Dancers Do Delivery: What Happens When Strip Clubs Close for Quarantine
(SPOT.ph) At the end of the day, work is work. But what happens when your job is affected by social distancing—as in, it depends entirely on people physically being there? Many restaurants, small hotels, and tourist attractions around the world have shut down because it’s just not feasible to keep them open, but we seem to have forgotten many other industries and establishments in the process—strip clubs are one of them.
But in Portland, Oregon, a club owner refused to abandon the women who work for him—after all, dancers tend to live on generous tips. That’s how Shon Boulden came up with Boober Eats, a play on the Uber service Uber Eats.
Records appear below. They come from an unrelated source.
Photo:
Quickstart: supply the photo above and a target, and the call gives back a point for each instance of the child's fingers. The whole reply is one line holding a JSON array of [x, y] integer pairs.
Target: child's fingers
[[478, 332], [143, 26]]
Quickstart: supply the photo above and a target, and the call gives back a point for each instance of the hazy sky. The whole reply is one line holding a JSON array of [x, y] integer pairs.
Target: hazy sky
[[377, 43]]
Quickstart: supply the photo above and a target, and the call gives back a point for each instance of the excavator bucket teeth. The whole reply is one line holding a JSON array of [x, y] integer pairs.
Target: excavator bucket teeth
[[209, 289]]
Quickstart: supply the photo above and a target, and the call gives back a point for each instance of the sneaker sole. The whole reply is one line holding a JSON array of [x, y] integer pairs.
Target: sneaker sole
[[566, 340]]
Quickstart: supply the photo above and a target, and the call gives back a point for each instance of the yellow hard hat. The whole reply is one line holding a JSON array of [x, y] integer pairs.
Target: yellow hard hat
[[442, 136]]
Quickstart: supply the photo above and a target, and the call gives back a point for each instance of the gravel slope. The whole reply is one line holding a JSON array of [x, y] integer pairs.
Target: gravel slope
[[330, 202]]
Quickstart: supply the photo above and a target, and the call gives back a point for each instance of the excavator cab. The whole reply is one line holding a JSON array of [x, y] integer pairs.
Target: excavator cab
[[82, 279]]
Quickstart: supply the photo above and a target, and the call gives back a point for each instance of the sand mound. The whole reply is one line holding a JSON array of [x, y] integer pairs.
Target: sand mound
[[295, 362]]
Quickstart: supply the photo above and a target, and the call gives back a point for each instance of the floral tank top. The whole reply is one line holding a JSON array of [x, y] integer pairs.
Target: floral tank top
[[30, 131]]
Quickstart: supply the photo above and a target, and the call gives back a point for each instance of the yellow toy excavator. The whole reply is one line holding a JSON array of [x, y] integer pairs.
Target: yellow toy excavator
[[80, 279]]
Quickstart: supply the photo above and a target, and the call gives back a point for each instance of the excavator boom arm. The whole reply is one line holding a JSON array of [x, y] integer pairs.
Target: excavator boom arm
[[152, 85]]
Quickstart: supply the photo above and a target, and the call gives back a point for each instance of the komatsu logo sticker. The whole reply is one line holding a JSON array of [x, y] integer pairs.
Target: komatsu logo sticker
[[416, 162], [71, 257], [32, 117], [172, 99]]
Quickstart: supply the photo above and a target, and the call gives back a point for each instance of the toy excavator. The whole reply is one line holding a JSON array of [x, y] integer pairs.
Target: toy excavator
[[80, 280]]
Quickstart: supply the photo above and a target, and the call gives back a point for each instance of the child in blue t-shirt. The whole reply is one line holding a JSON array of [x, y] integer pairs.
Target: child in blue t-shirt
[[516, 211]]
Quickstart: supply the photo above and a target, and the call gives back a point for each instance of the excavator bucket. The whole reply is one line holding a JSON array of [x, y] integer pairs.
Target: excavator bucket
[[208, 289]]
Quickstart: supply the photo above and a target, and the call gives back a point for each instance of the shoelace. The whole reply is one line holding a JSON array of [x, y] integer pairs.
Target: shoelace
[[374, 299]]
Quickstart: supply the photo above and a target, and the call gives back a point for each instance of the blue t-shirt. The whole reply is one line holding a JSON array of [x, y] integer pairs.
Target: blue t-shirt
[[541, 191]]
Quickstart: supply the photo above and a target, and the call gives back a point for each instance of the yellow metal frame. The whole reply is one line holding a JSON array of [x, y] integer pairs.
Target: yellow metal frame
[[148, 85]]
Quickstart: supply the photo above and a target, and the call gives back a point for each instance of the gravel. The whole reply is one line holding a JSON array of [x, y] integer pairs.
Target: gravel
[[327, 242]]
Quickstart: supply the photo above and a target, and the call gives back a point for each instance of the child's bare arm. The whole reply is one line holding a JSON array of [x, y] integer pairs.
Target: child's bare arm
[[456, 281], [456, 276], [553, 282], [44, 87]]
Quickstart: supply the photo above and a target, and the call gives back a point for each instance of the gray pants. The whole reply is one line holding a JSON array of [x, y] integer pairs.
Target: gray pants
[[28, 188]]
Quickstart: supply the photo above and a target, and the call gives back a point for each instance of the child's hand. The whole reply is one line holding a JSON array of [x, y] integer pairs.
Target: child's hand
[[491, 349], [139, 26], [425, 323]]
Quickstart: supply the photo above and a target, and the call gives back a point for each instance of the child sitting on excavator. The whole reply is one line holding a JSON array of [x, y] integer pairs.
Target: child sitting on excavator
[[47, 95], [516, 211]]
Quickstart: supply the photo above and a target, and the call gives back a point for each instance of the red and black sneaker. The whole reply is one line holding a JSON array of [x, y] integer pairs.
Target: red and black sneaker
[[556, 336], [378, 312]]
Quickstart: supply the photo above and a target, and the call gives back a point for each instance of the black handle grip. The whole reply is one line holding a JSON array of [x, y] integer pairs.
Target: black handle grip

Anybody want anything from the Lucky Devil Lounge? They've got chicken fingers.
According to an article by The Oregonian, the food delivery service started out as a joke—as many oddly good ideas do—until people started sending in earnest orders. The kitchen at Boulden’s club, the Lucky Devil Lounge, thus remains open from 7 p.m. to 1 a.m., with the top orders being chicken fingers, steak bites, and mini-corndogs.
Social distancing proves to help with one aspect of the work, though, in that the rule of all strip clubs still applies: No touching the dancers.
Boulden told The Oregonian that he just wants to keep as many of his people employed as long he possibly can, including the bouncers, who drive the dancers to their deliveries.